Colaço… um Senhor Padre

António José Alçada - Orelha - Capeia Arraiana

Tive a sorte de o conhecer num contexto fora do comum. Não era seu paroquiano e, para além disso, um perfeito desconhecido. Um dia fui-lhe bater à porta. A reunião foi difícil de marcar, mas depois de alguma insistência da minha parte, acabou por acontecer. Estava a nascer a Fraternidade Nuno Álvares no Fundão, e para além da grande ajuda do Chefe Regional José Sebastião, era necessário a «bênção» da Igreja. Coube-me a mim a tarefa de reunir com ele: Jorge Colaço, Arcipreste do Fundão.

A despedida do Padre Jorge Colaço

A despedida do Padre Jorge Colaço

Reconheço que não foi fácil convencer o Padre Colaço a abençoar o futuro Núcleo da Fraternidade Nuno Alvares (FNA). Era um homem convicto e sabia o que queria. Falava com eloquência e procurava a distância.
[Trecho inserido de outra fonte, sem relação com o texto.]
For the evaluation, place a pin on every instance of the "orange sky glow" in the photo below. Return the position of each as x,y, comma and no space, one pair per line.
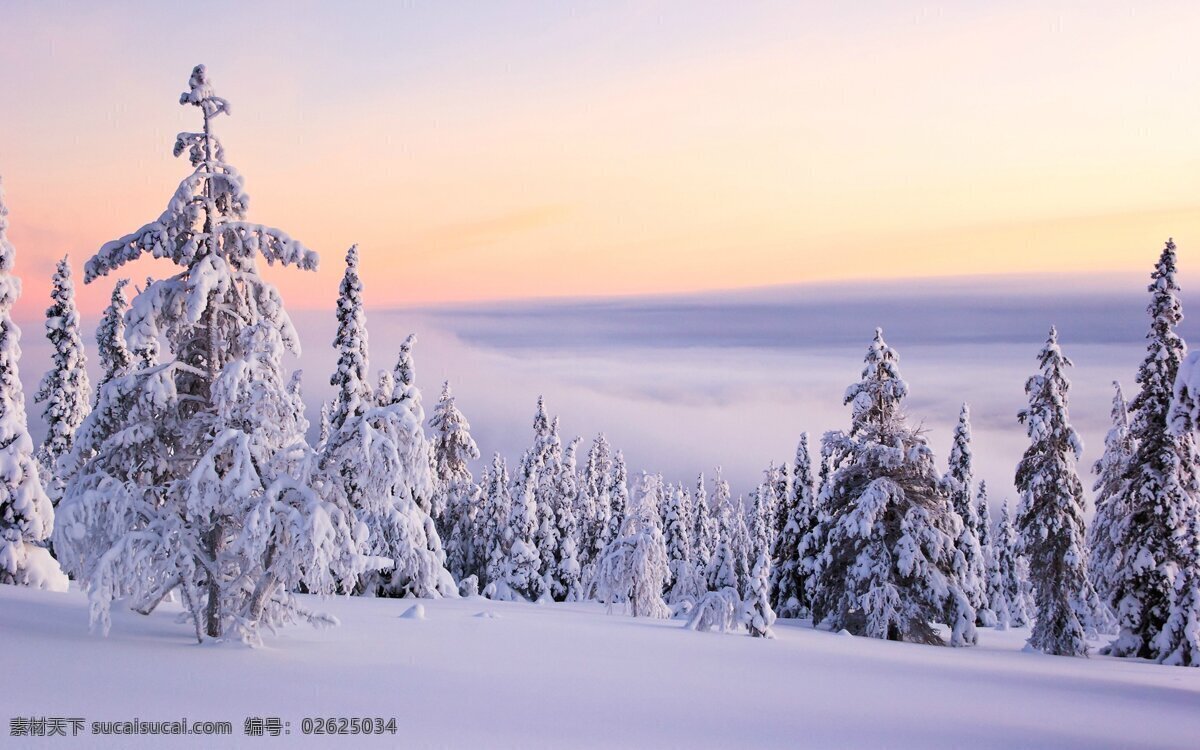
625,149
Estudou-me dos pés à cabeça e, durante a conversa, procurava encontrar alguma contradição. Queria ter a certeza que estava a falar com a pessoa certa e entender se a FNA poderia trazer alguma vantagem à Paróquia.

A conversa passou-se em fevereiro de 2016, e estava-se nas vésperas do Conselho Nacional, que iria alterar os estatutos, onde uma região teria de ter no mínimo cinco núcleos ao contrário dos três que naquela data ainda abriam a possibilidade de criar a Região da Guarda.

Eu estava muito tenso. O tempo corria contra mim. Mas o Padre Colaço pensava essencialmente se a FNA era um movimento que interessasse ao Fundão. Cada pergunta que me fazia era uma resposta muito bem refletida. Como num exame.

Na realidade o que o preocupava era criar mais um movimento. Um movimento «despernado» dos restantes. O seu grande objetivo era que todos colaborassem entre si e não seguissem um rumo desnorteado.

Não sendo do Fundão, tive de pensar nas cores que defendia. E de facto a FNA procura a convivência com os outros movimentos escutistas, e não só. Dei-lhe o exemplo das atividades do ambiente, onde se juntam escuteiros de outros movimentos e até associações ligadas a causas ambientais.

Falei-lhe nas procissões na Covilhã onde a FNA e o CNE vão lado a lado.

Percebi então que no Fundão havia o movimento das Guias de Portugal. E sentia mágoa de não as verem mais vezes com o CNE.

Assumi o compromisso que tal não iria acontecer, e o próprio envolvimento do Chefe Regional no processo, era para já uma garantia, de que os movimentos andariam de mãos dadas.

O facto é que o acabei por convencê-lo e até pensou numa sala para a futura sede.

Convidei-o para ser o Assistente, mas deixou a resposta em suspense. Apenas agradeceu e deixou as «portas» abertas ao futuro Núcleo da FNA.

Passados estes anos acredito que esta conversa apenas serviu para confirmar aquilo que sabia. Sem dúvida que deve ser um homem que estuda bem os assuntos antes de os discutir. Eu apenas servi para confirmar o que pensava ou mesmo para tirar alguma dúvida.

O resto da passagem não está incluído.